D, not sure I'll ever get used to ur new name!
Not sure if this has been posted, but would love ur take.
GLTA
Hi 66,
Well I'd never heard of this tech, so I'm not up to speed on the prospects.
ECRAM = ElectroChemical Random Access Memory.
As far as I understand it, the electrochemical bit refers to a what I would descrbe as the merging of an electrochemical capacitor (a bit similar to a battery) with a field effect transistor (FET). The transistor includes an electrolyte through which ions, eg, Li+, travel between source and drain under control of the gate voltage to change the charge state of the device.
https://onlinelibrary.wiley.com/doi/10.1002/smsc.202100006
Figure 7
However, it seems to be very much at a research stage:
https://en.wikipedia.org/wiki/Electrochemical_RAM
I would think it will not emerge as a practical device array for several years, if at all.
"
We will [therefore] be able to fabricate special purpose computer blocks (in say 5-10 years) where memory and transistors merge making them at least 1000 times more energy efficient than the best computers we have today for AI and simulation tasks (some calculation even show 1 million fold energy efficiency for certain algorithms).
We can likely expect the first commercial product to land before the end of this decade as the GTM (Go to Market) strategy requires at least five years of trials."

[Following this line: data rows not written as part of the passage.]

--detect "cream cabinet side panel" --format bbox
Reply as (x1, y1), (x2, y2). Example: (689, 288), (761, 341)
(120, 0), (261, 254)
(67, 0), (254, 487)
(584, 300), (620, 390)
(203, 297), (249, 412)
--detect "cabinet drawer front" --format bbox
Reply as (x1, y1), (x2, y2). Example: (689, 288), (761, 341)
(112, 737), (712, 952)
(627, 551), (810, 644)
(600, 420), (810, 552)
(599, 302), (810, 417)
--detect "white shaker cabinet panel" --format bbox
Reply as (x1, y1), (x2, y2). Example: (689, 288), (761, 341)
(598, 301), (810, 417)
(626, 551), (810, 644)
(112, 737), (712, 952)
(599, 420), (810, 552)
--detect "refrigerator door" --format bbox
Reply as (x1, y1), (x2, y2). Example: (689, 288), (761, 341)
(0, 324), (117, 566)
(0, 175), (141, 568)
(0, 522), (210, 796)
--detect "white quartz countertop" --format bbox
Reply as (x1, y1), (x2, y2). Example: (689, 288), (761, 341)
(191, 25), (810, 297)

The comparison of 1000 times more energy efficiency than other ECRAMS only suggests that current ECRAMs are pretty slow because they say they need to scale to 2nm to become as fast as real transistors. Remembering that they are talking about a lab model, this means their current implementation is slower than real transistors.
Prof google shows that there is a lot of research in the ECRAM field.
As far as NNs are concerned, most of the talk is of ReRAMS.
https://onlinelibrary.wiley.com/doi/10.1002/smsc.202100006
4.3 Artificial Neurons and Artificial Synapses
CMOS integrated circuits used for simulation usually have a sundry circuit architecture, which is unlikely to be the ultimate solution for future artificial intelligence applications in terms of power consumption and size. Meanwhile, due to their conduction mechanism, which is similar to neural dynamics, and structure, which is similar to that of synapses, memristors are the most reported nonlinear storage devices used to simulate artificial synapses and artificial neurons.[
59]
Figure 11
The biological synaptic plasticity is an important parameter affecting the ability of synapses to achieve memory and learning. It is a measure of the synapse strength (corresponding to conductance of the device) as a function of the activity of neurons (electrical signals). Depending on the length of pulse duration, synaptic plasticity can be divided into short-term plasticity and long-term plasticity (STP and LTP). In the Ti3C2 artificial synapses, when a pair of adjacent spikes was applied, the postsynaptic current increased, and the depolarization-induced excitatory postsynaptic current increased sharply and then decreased in a short time, which is STP (Figure 11d). PPF is a polymerized form of STP. That is, in an artificial synapse, the application of one pulse will cause some ions to remain in the synapse, and then the second pulse will enhance the synaptic response. Similar to the behavior of biological synapses, artificial synapses can realize tunable synaptic weights by adjusting the pulse duration, number, amplitude, and frequency.
Figure 11e shows the spike-duration-dependent plasticity of the Ti3C2 artificial synapses.
Figure 11 cont ...
When the spike amplitude was fixed, the increase in the pulse time increased the number of ions that escaped from the surface of the MXene, resulting in a significant increase in the synaptic strength. By the same principle, when the number of spikes increased from 1 to 10, the synaptic weight of the Ti3C2 synapses increased sharply, exhibiting spike-number-dependent plasticity. However, a continuous increase in the number of pulses (≈50) caused the synapse weight to reach saturation and completed the STP-to-LTP conversion process. This is because as the number of spikes increased, a significant number of Li+ ions migrated to the Ti3C2-MXene/LPE surface, and some ions even escaped from the internal channel of Ti3C2. When the pulses were removed, the time for Li+ ions to return to their original position became longer, which means that the synaptic weight of Ti3C2 could be precisely adjusted by controlling the interval and sequence between the voltage pulses.
Escaping ions sounds like one problem they will need to fix.